Numpy dotnet Performance Issue #56

Sundarrajan06295 · 2023-09-26T09:55:18Z

I tried to multiple 2 large array with numpydotnet library
Code : np.multiply(Data1, Data2) ->300ms
I clearly see there is a performance degradation when compared to numpy library ->150ms

KevinBaselinesw · 2023-09-26T10:35:41Z

Are the data types the same? For example are they both doubles? Same type data will perform much better.

Could you provide a more complete example. How big are the arrays? What is the data type? What is the shape of the arrays that you are testing?

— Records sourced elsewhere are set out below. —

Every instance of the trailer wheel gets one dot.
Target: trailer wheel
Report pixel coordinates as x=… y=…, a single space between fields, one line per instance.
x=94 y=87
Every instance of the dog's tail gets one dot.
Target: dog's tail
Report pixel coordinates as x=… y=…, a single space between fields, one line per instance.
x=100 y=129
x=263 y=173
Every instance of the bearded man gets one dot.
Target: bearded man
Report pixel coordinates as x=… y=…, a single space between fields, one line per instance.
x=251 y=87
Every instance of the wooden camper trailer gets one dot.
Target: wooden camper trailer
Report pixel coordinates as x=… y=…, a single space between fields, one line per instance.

Sundarrajan06295 · 2023-09-27T10:30:49Z

For same data type the difference is minimum.
When I do quantile it is taking more than 150 to 200ms
Code : np.quantile(array1,array2)
When I do variance of image size(3815 * 2800) after transpose it is taking 250ms
code : np.var(data.Transpose(),axis:0)

KevinBaselinesw · 2023-09-27T10:52:38Z

One big difference between C# and C (python numpy is a C library) is that C allows easier/faster casting between data types. In C# if you try to cast Int32 to UInt32 I think it will throw an exception but C will allow it. This forces NumpyDotNet to follow a code path that ultimately uses the "dynamic" data type to allow different data types to be used together. It works great, but it is a quite a bit slower. That is why carefully using the same data types will allow the library to run much faster. I can follow templated code paths that don't use the dynamic data type. This also applies to constant values. Something like doubleArray + 1 should be written doubleArray + 1.0 to get maximum performance.

I am working on another issue that can cause slower performance. I use try/catch around most of the calculations. This allows me to catch calculation errors that throw exceptions (i.e. divide by zero, overflows, etc...) and set a default value instead which is what python/numpy does. However, C# try/catch does add a significant CPU overhead. If that is in the middle of 1 million calculations, that can add up to a lot of time. I am working on adding a feature to disable/reroute code to not use try/catch. If you are confident your application will not cause an exception (99% probably don't) then it can speed up the calculations by about 20%.

Would you be willing to demo this feature in your code?

KevinBaselinesw · 2023-09-27T10:53:10Z

I will look into the np.quantile and np.var performance issues too.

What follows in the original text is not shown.